Overview and History
In order for new pharmaceutical products and medical strategies to be approved and marketed for the general public, they must first be tested on human subjects. ‘Clinical trial’ is the term given to a research study that explores the safety and efficiency of new treatment options (“What Are Clinical Trials?”). When a new pharmaceutical is being tested, the new drug compound is first tested in animals. If the substance shows low levels of toxicity, it is then “tested in Phase I trials involving a small group of thirty to a hundred healthy human subjects” (Abadie 3). A drug that has proved to be safe in Phase I trials then moves to Phases II and III where it is tested in larger groups of humans, typically those who have the specific condition that the drug and treatment plans are supposed to improve (Abadie 3).
Over the last three decades, research using human subjects has developed in importance, scale, and enforced safety protocol (Fisher 195). Before the 1970s, most clinical trials were conducted on prisoners; as “captive, compliant, and readily available” subjects in a controlled environment, prisoners seemed to be the ideal research subject (Abadie 4). As the public became aware of the widespread use of these vulnerable prisoner populations, ethical concerns were raised and human subject regulations intensified (Abadie 4).
The shift from self-regulation to institutionalized, formal regulations of human research subjects can be explained by the context of the social movements in the 1960s and 1970s that supported civil and human rights and the ethical treatment of humans (Abadie 125). Contemporary human subject protections began with the Nuremberg Code in 1947, although this Code is simply a list of standards that should be followed, rather than a legally binding document (Freyhofer 166). It was not until 1974 that the United States Congress passed the National Research Act, establishing a National Commission for the Protection of Human Subjects of Biomedical and Behavioral Research. The Commission published its recommendations in the 1979 Belmont Report. One year later, the Food and Drug Administration banned the use of prisoners in research clinical trials (Abadie 125).

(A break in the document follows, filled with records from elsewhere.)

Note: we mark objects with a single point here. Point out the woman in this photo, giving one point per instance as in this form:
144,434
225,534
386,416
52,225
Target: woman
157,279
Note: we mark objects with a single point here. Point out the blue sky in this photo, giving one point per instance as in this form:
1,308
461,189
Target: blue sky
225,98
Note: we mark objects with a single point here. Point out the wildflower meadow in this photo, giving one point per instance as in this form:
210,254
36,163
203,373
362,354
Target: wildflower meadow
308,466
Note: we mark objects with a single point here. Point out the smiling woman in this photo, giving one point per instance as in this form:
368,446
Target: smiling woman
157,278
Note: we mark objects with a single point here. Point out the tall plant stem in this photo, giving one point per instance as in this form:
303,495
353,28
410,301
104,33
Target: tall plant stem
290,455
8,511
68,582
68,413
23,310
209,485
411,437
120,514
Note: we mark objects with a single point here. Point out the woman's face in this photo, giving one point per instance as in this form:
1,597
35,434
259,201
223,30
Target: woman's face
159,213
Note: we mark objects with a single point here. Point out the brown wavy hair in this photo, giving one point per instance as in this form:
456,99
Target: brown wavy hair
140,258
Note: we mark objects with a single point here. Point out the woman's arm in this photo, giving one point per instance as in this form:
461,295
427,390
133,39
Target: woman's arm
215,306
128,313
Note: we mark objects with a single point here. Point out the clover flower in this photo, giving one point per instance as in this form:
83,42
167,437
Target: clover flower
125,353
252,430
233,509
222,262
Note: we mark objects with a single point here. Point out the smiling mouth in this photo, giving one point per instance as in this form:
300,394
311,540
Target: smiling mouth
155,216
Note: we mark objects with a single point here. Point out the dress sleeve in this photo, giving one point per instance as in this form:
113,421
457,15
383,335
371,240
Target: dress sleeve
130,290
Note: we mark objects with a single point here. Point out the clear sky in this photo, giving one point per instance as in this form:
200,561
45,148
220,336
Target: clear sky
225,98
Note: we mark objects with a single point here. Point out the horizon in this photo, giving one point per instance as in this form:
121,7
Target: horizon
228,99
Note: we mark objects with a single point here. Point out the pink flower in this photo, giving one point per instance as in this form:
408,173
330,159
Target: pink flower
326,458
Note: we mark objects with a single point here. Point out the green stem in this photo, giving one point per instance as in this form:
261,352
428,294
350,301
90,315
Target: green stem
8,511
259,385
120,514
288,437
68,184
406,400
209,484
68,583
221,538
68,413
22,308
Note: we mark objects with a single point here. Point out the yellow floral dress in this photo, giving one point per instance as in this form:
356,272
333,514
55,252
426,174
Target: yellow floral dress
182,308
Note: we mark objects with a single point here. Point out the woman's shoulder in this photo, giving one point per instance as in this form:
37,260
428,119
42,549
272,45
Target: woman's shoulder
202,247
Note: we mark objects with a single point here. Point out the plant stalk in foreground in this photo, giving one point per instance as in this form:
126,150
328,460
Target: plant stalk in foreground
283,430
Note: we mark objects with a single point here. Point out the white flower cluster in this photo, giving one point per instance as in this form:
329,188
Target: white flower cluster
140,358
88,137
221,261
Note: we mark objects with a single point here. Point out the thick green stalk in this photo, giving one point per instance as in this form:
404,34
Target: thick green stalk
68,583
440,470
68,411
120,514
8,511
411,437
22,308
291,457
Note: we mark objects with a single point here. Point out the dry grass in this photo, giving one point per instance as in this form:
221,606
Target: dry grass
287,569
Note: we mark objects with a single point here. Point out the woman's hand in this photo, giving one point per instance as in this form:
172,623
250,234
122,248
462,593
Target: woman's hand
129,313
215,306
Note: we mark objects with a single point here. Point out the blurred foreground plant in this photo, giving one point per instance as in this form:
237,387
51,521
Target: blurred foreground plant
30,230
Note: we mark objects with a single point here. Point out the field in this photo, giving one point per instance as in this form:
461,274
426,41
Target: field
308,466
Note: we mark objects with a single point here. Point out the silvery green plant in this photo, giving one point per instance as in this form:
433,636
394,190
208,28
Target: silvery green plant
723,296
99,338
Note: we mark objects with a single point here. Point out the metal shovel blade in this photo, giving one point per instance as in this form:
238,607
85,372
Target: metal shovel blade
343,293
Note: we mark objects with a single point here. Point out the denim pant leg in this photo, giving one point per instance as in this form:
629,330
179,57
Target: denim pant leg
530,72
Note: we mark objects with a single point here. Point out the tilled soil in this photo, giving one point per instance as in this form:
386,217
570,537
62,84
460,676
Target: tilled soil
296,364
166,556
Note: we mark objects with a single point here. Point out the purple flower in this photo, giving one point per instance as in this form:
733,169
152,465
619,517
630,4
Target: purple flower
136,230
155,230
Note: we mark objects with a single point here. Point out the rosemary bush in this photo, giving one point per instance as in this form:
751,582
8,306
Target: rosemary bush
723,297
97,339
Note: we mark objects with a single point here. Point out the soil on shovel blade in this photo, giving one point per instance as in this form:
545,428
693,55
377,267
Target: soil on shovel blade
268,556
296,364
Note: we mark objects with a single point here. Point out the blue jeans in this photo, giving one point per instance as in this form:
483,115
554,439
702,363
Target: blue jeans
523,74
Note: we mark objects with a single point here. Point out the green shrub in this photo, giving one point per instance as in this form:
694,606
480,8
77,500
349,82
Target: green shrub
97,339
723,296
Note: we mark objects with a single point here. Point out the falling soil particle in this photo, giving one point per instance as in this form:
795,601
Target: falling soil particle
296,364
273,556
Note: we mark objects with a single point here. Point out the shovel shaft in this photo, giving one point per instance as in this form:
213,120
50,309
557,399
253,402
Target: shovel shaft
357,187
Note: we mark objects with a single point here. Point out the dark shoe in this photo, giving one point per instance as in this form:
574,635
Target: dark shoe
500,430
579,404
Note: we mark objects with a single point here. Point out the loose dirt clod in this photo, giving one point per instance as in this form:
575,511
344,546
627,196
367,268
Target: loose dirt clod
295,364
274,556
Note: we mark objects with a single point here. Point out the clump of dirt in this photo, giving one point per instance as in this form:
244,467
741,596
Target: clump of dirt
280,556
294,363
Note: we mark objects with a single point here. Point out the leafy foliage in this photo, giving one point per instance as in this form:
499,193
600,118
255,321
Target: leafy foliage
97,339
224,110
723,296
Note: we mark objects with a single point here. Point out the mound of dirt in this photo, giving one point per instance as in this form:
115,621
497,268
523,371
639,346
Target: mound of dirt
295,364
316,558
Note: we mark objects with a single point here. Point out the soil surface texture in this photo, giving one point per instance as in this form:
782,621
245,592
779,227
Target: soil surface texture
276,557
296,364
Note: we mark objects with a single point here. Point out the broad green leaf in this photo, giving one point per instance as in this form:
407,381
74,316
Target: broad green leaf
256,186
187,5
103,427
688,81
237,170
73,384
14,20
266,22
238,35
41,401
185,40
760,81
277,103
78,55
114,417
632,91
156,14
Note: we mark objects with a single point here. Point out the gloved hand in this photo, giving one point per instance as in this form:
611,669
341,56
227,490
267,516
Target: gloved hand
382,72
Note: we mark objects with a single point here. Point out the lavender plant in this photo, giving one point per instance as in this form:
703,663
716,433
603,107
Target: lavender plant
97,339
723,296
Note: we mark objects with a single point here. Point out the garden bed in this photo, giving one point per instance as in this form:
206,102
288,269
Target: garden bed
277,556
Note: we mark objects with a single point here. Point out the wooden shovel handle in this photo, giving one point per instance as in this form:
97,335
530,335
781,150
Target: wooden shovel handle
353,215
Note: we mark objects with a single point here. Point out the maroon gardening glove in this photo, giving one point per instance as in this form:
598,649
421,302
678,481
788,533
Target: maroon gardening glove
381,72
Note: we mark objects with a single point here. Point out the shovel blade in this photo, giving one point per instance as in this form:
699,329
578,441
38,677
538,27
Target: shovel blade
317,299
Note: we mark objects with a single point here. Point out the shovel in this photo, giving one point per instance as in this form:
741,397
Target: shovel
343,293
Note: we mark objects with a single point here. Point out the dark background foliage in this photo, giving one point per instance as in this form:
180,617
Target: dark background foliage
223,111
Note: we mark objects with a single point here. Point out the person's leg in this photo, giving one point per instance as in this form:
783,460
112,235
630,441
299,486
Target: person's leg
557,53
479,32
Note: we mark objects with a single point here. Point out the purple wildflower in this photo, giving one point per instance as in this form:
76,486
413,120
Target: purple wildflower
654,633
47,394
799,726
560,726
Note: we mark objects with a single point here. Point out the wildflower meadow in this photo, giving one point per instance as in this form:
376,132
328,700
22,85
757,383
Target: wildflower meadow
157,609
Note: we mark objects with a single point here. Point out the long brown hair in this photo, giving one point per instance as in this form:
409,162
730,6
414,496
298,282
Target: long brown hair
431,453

In the United States, industry-sponsored pharmaceutical testing began after World War II (Abadie 125). Because of increased pharmaceuticalization, or the use of pharmaceuticals to treat conditions, the pharmaceutical industry had a growing demand for human bodies to study and needed a non-prisoner population (Abadie 125). To meet this demand, a new industry of companies was created; these companies are called Contract Research Organizations (CROs), and they specialize in finding the right types of bodies for the clinical trials (Fisher 195). CROs work to connect human subjects with the clinical trials that need them (Fisher 195). CROs refer to these human subjects as “volunteers” (Abadie 3; Fisher 195). Healthy “volunteers” that could be enticed with financial incentives became the new pool of research subjects (Abadie 123). In recent years, the use of financial incentives to appeal to potential human subjects has extended beyond Phase I trials and into later phases of drug development (Abadie 2).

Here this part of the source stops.